Q: Couple of questions on the Permian. You highlighted the shift in – the coming shift in rigs into New Mexico. And wondered if you could talk a little bit more about the decision to do that and the implications on the returns there versus the returns elsewhere in the Permian portfolio like the Southern Delaware and Midland basins. And also given that it’s topical, can you speak to how you see the risks associated with navigating drilling horizontal wells around areas where there are legacy vertical wells particularly in the Midland?

A: Yes. Brian, the reason for the shift to New Mexico is really kind of grounded in our capital intensity calculations. New Mexico, because of the stacked pays and very good stacked pays. It’s not like you have a primary bench and then three or four secondaries. There’s three or four primary benches that compete very well, very high returns. And so it’s that nature that drives us toward more New Mexico. Kind of second in the tier would be the Texas Delaware and then Midland basin. I mean, they’re not – those two aren’t that different, but they just have different production profiles with the wells as we drill them. That’s why we’re more dominated with our activity set over on the Delaware side.

The risks of drilling with vertical wells, a lot of the areas we’re developing are not historical vertical development or they were done in a way that you still have a lot of room between those vertical wells for not having any collision areas. A lot of our New Mexico development that we’re going to is clean acreage and very little historical development, and if it was, it was in shallower reservoirs. We’ve got a long history of this. You’ve got to remember, we’ve been in the Permian for a long time at 25,000 wells, a lot of experience dealing with both vertical and now horizontal activity.

We’re doing more horizontal activity in our legacy EOR properties and on the central base and platform. So it’s something very manageable for us, and I think the properties that we have set themselves up well for continued horizontal development.

Q: And then on the technology side, can you give us an update of some of the technology solutions that you’re deploying such as I think multilateral wells, one that you highlighted in the past? And if there’s more to say on some of the predictive analytics slide than you already said, that would be great. But, specifically, what the impact is on production or capital costs today?

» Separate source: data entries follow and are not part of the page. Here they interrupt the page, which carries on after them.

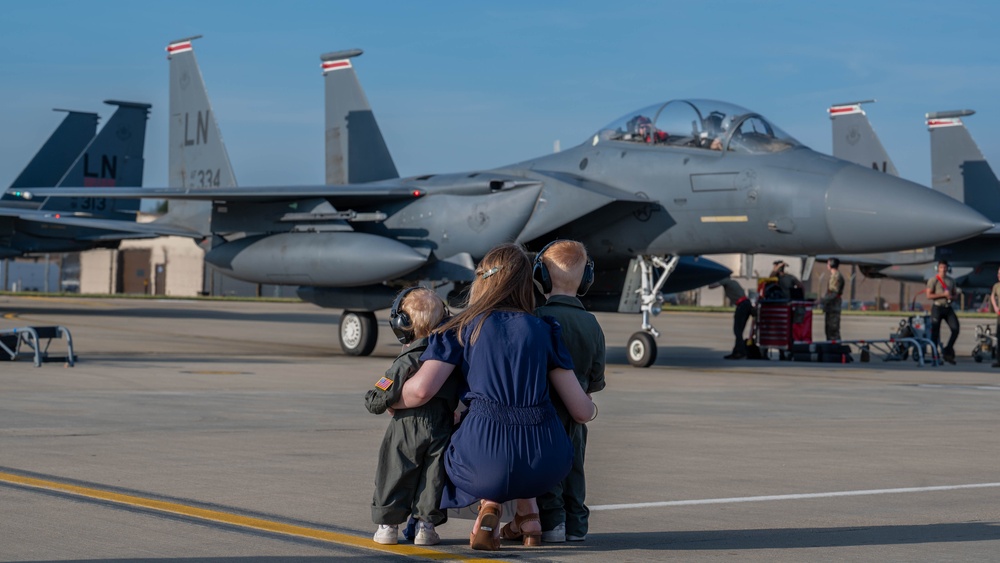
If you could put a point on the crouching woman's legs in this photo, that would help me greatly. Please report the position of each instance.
(525, 526)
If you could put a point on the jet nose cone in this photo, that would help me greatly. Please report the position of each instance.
(869, 211)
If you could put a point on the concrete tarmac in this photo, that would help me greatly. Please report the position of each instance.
(236, 431)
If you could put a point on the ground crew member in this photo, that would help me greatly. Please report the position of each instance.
(738, 297)
(941, 290)
(995, 300)
(791, 287)
(832, 301)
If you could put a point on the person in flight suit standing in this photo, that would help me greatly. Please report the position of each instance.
(941, 290)
(832, 301)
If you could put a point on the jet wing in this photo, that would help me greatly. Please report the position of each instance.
(101, 229)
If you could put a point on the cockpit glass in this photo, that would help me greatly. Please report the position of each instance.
(703, 124)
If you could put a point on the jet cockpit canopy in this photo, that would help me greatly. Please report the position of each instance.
(705, 124)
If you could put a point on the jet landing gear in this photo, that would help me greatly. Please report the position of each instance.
(358, 332)
(641, 348)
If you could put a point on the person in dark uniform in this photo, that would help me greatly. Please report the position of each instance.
(791, 287)
(510, 443)
(941, 290)
(563, 271)
(737, 296)
(995, 301)
(832, 301)
(410, 476)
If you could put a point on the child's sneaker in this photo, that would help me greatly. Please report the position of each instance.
(387, 534)
(411, 528)
(426, 534)
(555, 535)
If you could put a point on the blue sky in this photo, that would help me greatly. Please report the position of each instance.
(467, 85)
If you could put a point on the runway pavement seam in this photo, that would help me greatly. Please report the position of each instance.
(798, 496)
(230, 518)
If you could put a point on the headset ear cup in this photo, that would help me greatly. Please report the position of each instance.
(587, 280)
(399, 321)
(540, 275)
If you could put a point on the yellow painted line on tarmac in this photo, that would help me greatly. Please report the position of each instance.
(237, 520)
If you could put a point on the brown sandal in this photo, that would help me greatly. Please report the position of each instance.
(484, 537)
(527, 538)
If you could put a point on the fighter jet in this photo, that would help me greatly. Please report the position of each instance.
(958, 170)
(686, 177)
(74, 156)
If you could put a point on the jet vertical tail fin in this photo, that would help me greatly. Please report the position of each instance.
(59, 152)
(355, 149)
(958, 167)
(854, 139)
(112, 159)
(197, 153)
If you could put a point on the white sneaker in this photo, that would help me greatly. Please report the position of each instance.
(555, 535)
(425, 534)
(386, 534)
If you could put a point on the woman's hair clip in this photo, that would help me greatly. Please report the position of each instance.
(491, 271)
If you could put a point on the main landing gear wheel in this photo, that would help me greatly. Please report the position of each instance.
(641, 350)
(358, 332)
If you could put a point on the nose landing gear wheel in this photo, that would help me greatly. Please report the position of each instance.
(641, 350)
(358, 332)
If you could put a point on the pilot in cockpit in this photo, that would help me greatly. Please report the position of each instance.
(641, 129)
(711, 135)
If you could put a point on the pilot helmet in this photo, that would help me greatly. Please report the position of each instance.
(713, 123)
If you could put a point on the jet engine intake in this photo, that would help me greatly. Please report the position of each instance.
(335, 259)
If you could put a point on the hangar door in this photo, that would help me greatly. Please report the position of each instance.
(133, 270)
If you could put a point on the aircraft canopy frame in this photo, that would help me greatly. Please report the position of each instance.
(702, 124)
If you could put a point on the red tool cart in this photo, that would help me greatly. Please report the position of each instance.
(782, 323)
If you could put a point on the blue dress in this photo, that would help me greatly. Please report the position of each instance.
(510, 444)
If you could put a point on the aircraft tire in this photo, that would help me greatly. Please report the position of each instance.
(358, 332)
(641, 350)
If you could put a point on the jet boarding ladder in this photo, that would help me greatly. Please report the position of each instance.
(31, 337)
(647, 299)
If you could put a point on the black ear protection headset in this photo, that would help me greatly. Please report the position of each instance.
(399, 321)
(540, 274)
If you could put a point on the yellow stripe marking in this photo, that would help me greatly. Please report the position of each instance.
(237, 520)
(724, 219)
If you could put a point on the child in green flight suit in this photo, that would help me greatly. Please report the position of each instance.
(410, 476)
(563, 271)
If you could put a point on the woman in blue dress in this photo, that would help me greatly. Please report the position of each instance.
(510, 444)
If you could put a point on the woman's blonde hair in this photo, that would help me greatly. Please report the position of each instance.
(503, 282)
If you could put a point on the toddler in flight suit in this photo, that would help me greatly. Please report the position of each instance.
(563, 271)
(410, 476)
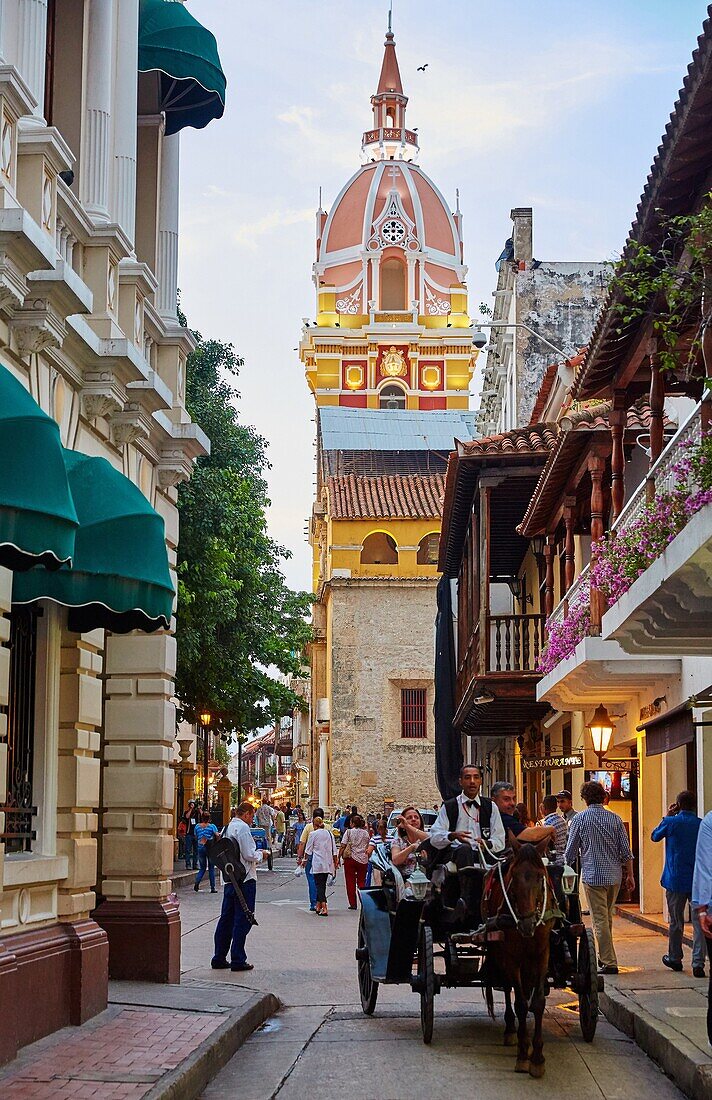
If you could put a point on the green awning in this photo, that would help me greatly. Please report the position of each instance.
(119, 579)
(37, 517)
(185, 55)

A: Yes. I mean, we’ve got a great – a number of slides in the appendix that lays out the different projects that we’re working. We’ve made a lot of progress here recently in one around reservoir management of our injectants. So both in Ken’s business in Mukhaizna with steam and then Northern Oman with the water flood. And then in our EOR business with C02 floods, we’re deploying kind of the early versions of those tools that combine, essentially, low-fidelity reservoir models with the statistical models so that we can make changes in where our injectant goes on a greater frequency.

And so what that does is, it allows us to get the biggest bang for the buck for every molecule of injectant that we put in the ground. So those are starting to get rolled out. And from a technology standpoint, that’s all being done in the cloud. So from an IT standpoint, we’re able to do this work from Oman all the way back here to Houston. And again, that’s our starting point, but that technology applies to all three geographic areas.

On the drilling side, we’re pushing out our bit trajectory data analytics tools. So we’ve been through our earlier round of validating where the bit is based on surveying equipment being 45 or 60 foot behind the bit. That’s now starting to – will start beginning to get penetrated across multiple rigs. And what that does is it, again, it keeps you in zone. It allows you to build your curves more accurately because you know where you are instead of projecting where you are. And that results in better wells if you stay in zone longer. So that’s a couple of examples, but there’s a long list that we continue to push forward on the technology front.